We reinterpret NP witness discovery through an information-theoretic lens. Rather than measuring search solely by Turing-machine time, we treat recovery as an information-acquisition process: the hidden witness is the sole source of uncertainty, and identification requires reducing this uncertainty through a rate-limited access interface in the sense of Shannon. To make this perspective explicit, we analyze an extreme regime, the \emph{psocid model}, in which the witness is accessible only via equality probes $[π= w^\star]$ under a uniform, structureless prior. Each probe reveals at most $O(N/2^N)$ bits of mutual information, so polynomially many probes accumulate only $o(1)$ total information. By Fano's inequality, reliable recovery requires $Ω(N)$ bits, creating a fundamental mismatch between required and obtainable information. The psocid setting thus isolates a fully symmetric search regime in which no intermediate computation yields global eliminative leverage, thereby exposing an informational origin of exponential search complexity.

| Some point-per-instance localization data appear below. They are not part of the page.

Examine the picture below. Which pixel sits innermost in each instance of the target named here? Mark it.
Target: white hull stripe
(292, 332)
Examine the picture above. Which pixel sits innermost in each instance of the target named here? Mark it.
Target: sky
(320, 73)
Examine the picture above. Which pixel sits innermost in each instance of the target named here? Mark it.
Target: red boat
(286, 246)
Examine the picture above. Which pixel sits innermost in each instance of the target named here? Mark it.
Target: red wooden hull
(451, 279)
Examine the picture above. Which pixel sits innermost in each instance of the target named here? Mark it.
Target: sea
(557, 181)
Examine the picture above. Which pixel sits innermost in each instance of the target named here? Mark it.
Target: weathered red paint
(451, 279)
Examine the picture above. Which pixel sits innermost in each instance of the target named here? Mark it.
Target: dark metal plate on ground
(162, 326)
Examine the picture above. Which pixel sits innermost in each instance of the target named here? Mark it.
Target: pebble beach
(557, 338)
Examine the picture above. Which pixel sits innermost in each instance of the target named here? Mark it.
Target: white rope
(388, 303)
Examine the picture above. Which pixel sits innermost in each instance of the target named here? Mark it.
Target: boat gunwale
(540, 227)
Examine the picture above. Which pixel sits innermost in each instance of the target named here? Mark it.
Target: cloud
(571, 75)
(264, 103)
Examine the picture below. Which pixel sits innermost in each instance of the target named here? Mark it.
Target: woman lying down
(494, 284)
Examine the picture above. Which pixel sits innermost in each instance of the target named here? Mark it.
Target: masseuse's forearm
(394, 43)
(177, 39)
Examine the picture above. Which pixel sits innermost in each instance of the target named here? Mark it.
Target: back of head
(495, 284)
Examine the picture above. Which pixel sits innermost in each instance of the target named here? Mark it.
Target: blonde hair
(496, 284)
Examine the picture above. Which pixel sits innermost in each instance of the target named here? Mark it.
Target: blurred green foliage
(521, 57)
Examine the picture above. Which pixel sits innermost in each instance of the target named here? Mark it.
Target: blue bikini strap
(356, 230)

翻译：我们通过信息论的视角重新诠释NP见证发现过程。不同于仅以图灵机时间衡量搜索效率，我们将恢复过程视为信息获取过程：隐藏的见证是唯一的不确定性来源，而识别需要通过香农意义上的速率受限访问接口来减少这种不确定性。为明确阐述这一观点，我们分析了一个极端机制——\emph{伪码模型}，其中见证仅能通过等式探针$[π= w^\star]$在均匀无结构先验下访问。每个探针最多揭示$O(N/2^N)$比特的互信息，因此多项式数量的探针累计仅能获得$o(1)$总信息量。根据法诺不等式，可靠恢复需要$Ω(N)$比特信息，这导致所需信息与可获得信息之间产生根本性不匹配。伪码设定由此隔离出一个完全对称的搜索机制，其中任何中间计算都无法产生全局排除性优势，从而揭示了指数级搜索复杂度的信息论根源。